2. Credit Utilization
Credit utilization is the amount of your credit limit that you have used, expressed as a percentage, and is the second most influential factor in determining your score. Less is more when it comes to credit utilization. It is recommended that you use no more than 30% of your available credit. If you find yourself using more than the recommended 30%, do what you can to get it down below that line as soon as possible such as setting balance alerts or making extra payments here and there throughout the month. Paying down a high balance will be reported to the credit bureaus and can boost your score back up quickly.
3. Length of Credit History
You might want to hold off on closing that old credit card that you do not use anymore. One would assume that closing out old loans and accounts would be a good thing, but this is actually not the case when it comes to your credit score. Unless you have an old credit card that is charging you a ridiculous annual fee, it is not going to hurt you — or your score — to keep that open. Generally, the longer your credit history, the higher your score will be and closing out that oldest trade line could absolutely knock you down a good amount.
4. Types of Credit
This is an easy one — the more diverse your credit history, the better your score is likely to be. All loans are different and having these diverse types of loans in your credit history — such as an auto loan, mortgage, credit cards, student loans, etc. — is an indication of how well you are able to manage different credit products.

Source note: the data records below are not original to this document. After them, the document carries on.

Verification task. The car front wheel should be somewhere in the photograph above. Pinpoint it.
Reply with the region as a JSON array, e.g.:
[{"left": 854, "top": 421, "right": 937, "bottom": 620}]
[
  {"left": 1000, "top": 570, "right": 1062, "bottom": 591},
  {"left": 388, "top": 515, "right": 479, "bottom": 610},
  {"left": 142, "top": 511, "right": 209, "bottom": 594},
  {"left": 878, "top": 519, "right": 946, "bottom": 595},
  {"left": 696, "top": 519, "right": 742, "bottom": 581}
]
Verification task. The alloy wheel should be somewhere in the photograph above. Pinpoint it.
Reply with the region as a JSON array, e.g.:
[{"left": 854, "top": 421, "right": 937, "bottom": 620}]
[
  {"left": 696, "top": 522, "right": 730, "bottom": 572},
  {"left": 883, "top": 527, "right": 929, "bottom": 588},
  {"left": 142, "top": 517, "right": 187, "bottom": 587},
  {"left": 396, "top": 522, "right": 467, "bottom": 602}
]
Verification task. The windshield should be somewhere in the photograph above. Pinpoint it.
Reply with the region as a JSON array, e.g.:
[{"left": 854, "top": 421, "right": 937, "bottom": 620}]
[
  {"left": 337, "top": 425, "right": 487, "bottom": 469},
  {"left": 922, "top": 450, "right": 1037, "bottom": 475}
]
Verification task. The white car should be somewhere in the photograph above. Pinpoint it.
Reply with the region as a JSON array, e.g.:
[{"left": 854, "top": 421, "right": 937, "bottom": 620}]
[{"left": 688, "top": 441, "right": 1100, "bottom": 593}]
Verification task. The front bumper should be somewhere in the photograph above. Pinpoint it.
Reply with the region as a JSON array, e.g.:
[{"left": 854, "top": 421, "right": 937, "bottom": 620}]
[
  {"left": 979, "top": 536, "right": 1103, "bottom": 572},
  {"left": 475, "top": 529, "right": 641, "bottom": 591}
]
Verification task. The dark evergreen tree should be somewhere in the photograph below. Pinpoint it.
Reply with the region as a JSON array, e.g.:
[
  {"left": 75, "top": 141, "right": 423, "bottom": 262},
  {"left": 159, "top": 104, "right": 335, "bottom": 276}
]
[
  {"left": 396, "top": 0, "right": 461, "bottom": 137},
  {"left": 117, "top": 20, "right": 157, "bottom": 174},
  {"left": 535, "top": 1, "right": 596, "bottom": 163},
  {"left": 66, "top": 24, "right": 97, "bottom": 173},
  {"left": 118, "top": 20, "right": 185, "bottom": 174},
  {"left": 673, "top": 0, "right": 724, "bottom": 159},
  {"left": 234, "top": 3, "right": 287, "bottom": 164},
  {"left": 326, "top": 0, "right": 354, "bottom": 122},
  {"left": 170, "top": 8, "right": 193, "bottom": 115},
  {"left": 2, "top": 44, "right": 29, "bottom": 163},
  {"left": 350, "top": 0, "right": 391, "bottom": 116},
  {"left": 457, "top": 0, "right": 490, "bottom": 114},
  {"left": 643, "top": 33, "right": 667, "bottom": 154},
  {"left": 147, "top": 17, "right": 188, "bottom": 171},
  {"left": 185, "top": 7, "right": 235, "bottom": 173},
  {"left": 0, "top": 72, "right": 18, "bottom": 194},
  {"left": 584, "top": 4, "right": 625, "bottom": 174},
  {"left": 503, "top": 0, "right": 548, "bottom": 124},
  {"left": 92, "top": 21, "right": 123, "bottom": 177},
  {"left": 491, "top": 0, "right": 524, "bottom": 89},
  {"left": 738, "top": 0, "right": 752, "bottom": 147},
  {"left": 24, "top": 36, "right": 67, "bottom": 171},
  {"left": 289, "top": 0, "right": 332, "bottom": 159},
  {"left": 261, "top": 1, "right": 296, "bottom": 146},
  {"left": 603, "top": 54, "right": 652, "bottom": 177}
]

5. Credit Applications and New Accounts
When applying for a new loan, you are most likely going to have your credit pulled and if it is an application that causes a hard inquiry, it might knock you down a few points. The exception to this is if you are “shopping” and the credit pulls are classified in the same category, i.e., buying a new car. In this scenario, as long as the shopping is contained to less than 45 days from the initial pull, only one inquiry will be counted during this time. There is nothing wrong with opening new accounts, when needed, as long as you have thought it through. Every new account brings a new risk to hurt your score, but if you have a plan in mind that makes sense for you, it can be helpful toward financial success.
Everyone’s credit history is different but being aware of your credit history, establishing good financial habits, and remembering these five factors will point you in the right direction of building that perfect score.